InicioAtualidadeCOMITIVA SOCIALISTA DEFENDE INTERESSES COMUNS NOS AÇORES

COMITIVA SOCIALISTA DEFENDE INTERESSES COMUNS NOS AÇORES

Na reunião com o presidente da Região Autónoma dos Açores, Vasco Cordeiro, o líder do PS-M afirmou estar totalmente disponível para contribuir para derrubar esse muro que tem vindo a ser colocado entre a Madeira e os Açores e encontrar plataformas de entendimentos comuns em matérias que são importantes para as ambas as regiões autónomas.  Sendo certo que a necessidade de construir caminhos mais consistentes na defesa dos interesses comuns no plano nacional, na Assembleia da República, bem como junto do Governo nacional.

Relativamente, ao modelo de mobilidade área Carlos Pereira apontou, os bilhetes acima de 400 euros que não têm direito a reembolso, pagando a partir deste montante o residente. Já os Açores não têm esta limitação” e, ainda para acrescentar, o reembolso do bilhete por parte do Estado só é realizado 60 dias depois da realização da viagem, o que não existe na região açoriana.
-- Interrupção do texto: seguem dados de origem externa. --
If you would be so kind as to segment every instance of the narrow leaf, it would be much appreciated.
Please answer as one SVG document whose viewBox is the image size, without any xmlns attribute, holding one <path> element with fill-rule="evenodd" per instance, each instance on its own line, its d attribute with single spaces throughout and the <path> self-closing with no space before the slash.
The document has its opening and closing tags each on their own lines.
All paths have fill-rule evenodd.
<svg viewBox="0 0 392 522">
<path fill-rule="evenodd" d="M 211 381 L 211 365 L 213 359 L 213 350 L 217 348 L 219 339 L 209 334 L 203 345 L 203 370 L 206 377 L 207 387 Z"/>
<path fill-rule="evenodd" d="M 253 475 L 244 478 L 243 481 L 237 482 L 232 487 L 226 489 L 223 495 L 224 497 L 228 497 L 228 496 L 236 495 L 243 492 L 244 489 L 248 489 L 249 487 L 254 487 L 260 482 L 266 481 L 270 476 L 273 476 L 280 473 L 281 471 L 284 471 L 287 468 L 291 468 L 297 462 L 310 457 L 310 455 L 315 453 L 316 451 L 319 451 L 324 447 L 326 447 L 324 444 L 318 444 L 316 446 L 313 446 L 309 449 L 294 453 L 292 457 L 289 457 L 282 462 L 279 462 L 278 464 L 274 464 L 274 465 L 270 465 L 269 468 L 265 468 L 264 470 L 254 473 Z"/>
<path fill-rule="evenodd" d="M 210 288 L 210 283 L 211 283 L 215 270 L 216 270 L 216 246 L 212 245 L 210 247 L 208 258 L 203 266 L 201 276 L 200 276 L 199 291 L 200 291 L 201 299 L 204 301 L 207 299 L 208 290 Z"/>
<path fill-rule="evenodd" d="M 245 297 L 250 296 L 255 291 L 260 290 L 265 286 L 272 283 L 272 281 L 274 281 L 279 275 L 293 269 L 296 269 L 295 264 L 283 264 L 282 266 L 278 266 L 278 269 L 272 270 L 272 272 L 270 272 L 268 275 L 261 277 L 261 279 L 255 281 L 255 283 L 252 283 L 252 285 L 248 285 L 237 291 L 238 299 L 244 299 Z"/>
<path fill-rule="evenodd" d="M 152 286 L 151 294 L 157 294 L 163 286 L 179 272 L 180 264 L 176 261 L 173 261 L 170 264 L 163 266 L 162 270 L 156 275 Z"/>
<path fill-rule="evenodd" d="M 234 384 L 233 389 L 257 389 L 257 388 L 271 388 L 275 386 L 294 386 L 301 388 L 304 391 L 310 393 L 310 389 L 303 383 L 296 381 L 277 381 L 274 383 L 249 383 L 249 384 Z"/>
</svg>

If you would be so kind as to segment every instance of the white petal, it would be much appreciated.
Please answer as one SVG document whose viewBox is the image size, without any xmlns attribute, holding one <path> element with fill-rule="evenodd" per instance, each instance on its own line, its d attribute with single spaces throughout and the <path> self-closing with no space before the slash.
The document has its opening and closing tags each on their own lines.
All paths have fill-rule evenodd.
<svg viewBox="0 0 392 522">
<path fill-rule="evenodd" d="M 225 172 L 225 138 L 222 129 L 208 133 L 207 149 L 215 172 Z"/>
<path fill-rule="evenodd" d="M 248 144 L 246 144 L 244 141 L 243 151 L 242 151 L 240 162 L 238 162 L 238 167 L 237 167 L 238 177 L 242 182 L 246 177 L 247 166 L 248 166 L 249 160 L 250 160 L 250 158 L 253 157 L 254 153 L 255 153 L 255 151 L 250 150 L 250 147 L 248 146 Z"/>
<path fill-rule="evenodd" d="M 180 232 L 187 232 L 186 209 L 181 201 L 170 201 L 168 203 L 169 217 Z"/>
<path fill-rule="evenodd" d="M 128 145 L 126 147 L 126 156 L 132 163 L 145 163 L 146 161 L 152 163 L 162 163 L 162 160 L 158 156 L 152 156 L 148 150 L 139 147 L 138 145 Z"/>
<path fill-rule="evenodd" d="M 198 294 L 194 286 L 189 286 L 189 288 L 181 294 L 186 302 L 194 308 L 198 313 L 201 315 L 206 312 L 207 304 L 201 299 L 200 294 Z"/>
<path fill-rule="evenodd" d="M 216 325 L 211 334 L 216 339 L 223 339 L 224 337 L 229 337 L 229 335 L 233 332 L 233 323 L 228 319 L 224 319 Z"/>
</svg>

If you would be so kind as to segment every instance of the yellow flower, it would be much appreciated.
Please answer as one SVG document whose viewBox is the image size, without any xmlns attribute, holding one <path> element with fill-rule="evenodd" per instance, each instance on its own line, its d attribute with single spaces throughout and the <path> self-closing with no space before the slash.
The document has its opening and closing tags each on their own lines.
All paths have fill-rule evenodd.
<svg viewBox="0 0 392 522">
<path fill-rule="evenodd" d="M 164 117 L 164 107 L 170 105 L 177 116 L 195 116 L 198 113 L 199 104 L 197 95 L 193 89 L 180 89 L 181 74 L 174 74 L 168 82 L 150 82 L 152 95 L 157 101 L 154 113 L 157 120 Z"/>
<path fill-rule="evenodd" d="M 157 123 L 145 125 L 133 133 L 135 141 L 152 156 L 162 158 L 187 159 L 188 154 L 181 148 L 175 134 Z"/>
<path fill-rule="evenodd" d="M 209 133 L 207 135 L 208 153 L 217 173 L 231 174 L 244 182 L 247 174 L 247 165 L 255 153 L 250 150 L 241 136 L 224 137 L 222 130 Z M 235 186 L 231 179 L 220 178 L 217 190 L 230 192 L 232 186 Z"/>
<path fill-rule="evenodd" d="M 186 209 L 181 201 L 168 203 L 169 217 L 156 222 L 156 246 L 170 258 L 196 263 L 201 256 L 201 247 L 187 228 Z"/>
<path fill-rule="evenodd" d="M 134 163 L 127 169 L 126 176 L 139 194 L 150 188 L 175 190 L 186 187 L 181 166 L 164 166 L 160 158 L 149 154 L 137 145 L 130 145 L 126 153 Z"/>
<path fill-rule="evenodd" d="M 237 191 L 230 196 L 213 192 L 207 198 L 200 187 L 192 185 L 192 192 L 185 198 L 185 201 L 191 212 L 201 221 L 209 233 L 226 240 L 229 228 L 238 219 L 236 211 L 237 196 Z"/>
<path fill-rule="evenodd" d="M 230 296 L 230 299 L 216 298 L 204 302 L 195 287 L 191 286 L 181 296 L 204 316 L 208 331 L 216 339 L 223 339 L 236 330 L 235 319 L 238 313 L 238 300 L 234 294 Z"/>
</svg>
No que concerne à  gestão da dívida pública da RAM, que no caso dos Açores é bem inferior (dez vezes menos), o presidente do PS-M salientou que se está a pagar juros ao Estado na ordem dos 3,8 por cento, sendo possível pagar 1,8 por cento, tal como o valor negociado com os Açores.

“Se nós fizermos uma redução de um ponto percentual nos juros da dívida da Madeira ao Estado, dos 1.500 milhões de euros que estamos a falar, nós poupamos, por ano, 15 milhões de euros. Ora, uma poupança de 15 milhões de euros num empréstimo que tem uma duração de 23 anos”, significa mas de “300 milhões de euros”, afirmou Carlos Pereira.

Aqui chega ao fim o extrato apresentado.